Compositionality is a fundamental characteristic of both human vision as well as natural language. It allows us to recognize new scenes and understand new sentences as a composition of previously seen atoms (e.g. objects in images or words in a sentence). Although scholars have spent decades injecting compositional priors into machine learning models, these priors have fallen away with the recent rise of large-scale models trained on internet scale data. In this talk, I will first formalize the notion of compositionality for vision and language by drawing on cognitive science literature. WIth this formalization, we evaluate whether today’s best models (including GPT-4V and Gemini) are compositional, uncovering that they perform close to random chance. Next, we will draw on additional priors from neuroscience and cognitive science experiments on human subjects to suggest architectural changes and training algorithms that encourage the emergence of compositionality. Next, we will utilize the same formalism to evaluate generative models, embodied AI, and tool-usage, showcasing that they too are not compositional and demonstrate mechanisms to improve them. Finally, we will end by showing that compositionality can also be used to identify cultural and linguistic biases in datasets and model behaviors, and provide suggestions for how cultural diversity might be one way to improve models.
11:45am - 12:15pm: Food and community socializing.
12:15pm - 1:15: Presentation with Q&A. Available hybrid via Zoom.
1:15pm - 2:00pm: Student meeting with speaker, held in CSE2/Gates 371.

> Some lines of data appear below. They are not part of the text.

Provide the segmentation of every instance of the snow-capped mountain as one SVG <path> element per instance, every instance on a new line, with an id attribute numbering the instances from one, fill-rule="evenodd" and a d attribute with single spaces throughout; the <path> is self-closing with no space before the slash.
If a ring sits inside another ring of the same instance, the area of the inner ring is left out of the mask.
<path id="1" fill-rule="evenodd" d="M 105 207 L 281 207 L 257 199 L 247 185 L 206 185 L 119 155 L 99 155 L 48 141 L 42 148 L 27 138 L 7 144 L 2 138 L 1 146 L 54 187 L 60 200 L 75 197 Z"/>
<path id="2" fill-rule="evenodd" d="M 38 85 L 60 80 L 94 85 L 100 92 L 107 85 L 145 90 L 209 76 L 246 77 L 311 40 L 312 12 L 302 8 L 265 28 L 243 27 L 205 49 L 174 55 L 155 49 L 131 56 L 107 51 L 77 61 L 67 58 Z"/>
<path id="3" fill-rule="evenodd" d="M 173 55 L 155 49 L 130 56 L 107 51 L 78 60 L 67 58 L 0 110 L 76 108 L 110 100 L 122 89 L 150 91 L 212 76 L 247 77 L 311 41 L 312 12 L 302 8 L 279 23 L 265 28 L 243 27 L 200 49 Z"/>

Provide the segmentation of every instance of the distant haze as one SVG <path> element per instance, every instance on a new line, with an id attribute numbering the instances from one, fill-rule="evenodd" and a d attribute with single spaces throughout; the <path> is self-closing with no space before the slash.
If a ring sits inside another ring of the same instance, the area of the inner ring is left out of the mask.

Ranjay Krishna is an Assistant Professor at the Paul G. Allen School of Computer Science & Engineering. His research lies at the intersection of computer vision and human computer interaction. This research has received best paper, outstanding paper, and orals at CVPR, ACL, CSCW, NeurIPS, UIST, and ECCV, and has been reported by Science, Forbes, the Wall Street Journal, and PBS NOVA. His research has been supported by Google, Amazon, Toyota Motor, Sony, Cisco, Toyota Research Institute, NSF, ONR, and Yahoo. He holds a bachelor’s degree in Electrical & Computer Engineering and in Computer Science from Cornell University, a master’s degree in Computer Science from Stanford University and a Ph.D. in Computer Science from Stanford University.